Bishop Harvey discusses Newell's damages with Rev. Nolan Robinson, pastor.
A stop in Mandeville, La. brought the group to Newell UMC, located blocks away from Lake Ponchartrain. The self-reliant congregation has already ripped up soggy carpet and is attempting to salvage it. Unfortunately, Newell sustained some roof damage and the sanctuary’s flooring foundation is likely damaged.
Rev. Nolan Robinson, pastor, is anxious to get the church back on its feet. “We had worship on Sunday, but we only had half our usual number. I think a number of people couldn’t get in because of flooding,” said Rev. Robinson.
Later in the day, the assessment team visited First UMC in Slidell to discuss the church’s plans to house disaster response volunteers. Although a number of area homes were damaged by Isaac’s winds and rain, the church escaped with minor injuries.
First UMC was not so fortunate during Hurricane Katrina in 2005. The sanctuary was inundated with four feet of water during the devastating storm. Bishop Harvey viewed a commemorative plaque in the church’s sanctuary that marks the water line left by the Katrina flood.
Escorted by Rev. Wybra Price, pastor, the team visited the church’s Family Life Center. The building will be filled with bunk beds to house disaster response teams as they arrive to gut and rebuild homes impacted by Hurricane Isaac.
“Church volunteers have already gutted two homes in the area. We are blessed to reach out to our community and to serve as a staging area for the recovery,” said Rev. Price.
The team’s final stop in Slidell led them to the Epworth Project, a disaster recovery ministry housed on the campus of Aldersgate United Methodist Church.
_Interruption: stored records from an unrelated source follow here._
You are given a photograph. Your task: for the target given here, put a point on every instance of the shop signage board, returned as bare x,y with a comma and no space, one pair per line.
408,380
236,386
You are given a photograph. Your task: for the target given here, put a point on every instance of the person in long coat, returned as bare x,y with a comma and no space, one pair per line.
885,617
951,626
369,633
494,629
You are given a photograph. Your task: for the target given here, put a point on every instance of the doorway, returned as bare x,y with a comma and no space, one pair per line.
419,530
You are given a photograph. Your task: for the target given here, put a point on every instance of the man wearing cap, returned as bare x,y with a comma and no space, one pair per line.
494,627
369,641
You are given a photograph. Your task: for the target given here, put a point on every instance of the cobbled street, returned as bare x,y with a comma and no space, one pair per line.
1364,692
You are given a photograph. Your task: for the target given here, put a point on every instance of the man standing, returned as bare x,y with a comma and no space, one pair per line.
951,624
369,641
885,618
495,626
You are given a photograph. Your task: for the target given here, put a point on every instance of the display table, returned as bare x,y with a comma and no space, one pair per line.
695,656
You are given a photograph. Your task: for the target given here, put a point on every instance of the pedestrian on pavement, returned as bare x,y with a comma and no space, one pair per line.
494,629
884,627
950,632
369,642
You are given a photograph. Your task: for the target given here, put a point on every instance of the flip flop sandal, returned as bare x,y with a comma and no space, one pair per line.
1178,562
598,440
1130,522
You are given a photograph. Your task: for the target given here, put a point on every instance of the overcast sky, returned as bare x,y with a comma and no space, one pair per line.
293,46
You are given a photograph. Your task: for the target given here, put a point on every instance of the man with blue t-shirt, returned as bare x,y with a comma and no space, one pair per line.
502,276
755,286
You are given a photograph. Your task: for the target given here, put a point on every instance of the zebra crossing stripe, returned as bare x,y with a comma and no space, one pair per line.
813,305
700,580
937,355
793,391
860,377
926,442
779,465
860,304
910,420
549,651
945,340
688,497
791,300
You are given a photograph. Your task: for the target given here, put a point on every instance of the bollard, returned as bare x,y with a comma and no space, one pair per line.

Epworth Project, an outgrowth of conference disaster response efforts from Hurricanes Katrina, now operates in collaboration with local agencies to finish construction projects still lingering from the storm and to assist the underserved in the community with other construction needs not related to the storm.
“Teams are ramping up to come to Louisiana to help us in our recovery from Hurricane Isaac. We are able to house the teams, train them and deploy them to meet the needs of the community. We have one team that traveled down 73 times after Katrina. They still want to keep coming,” said Dale Kimball, executive director of Epworth Project.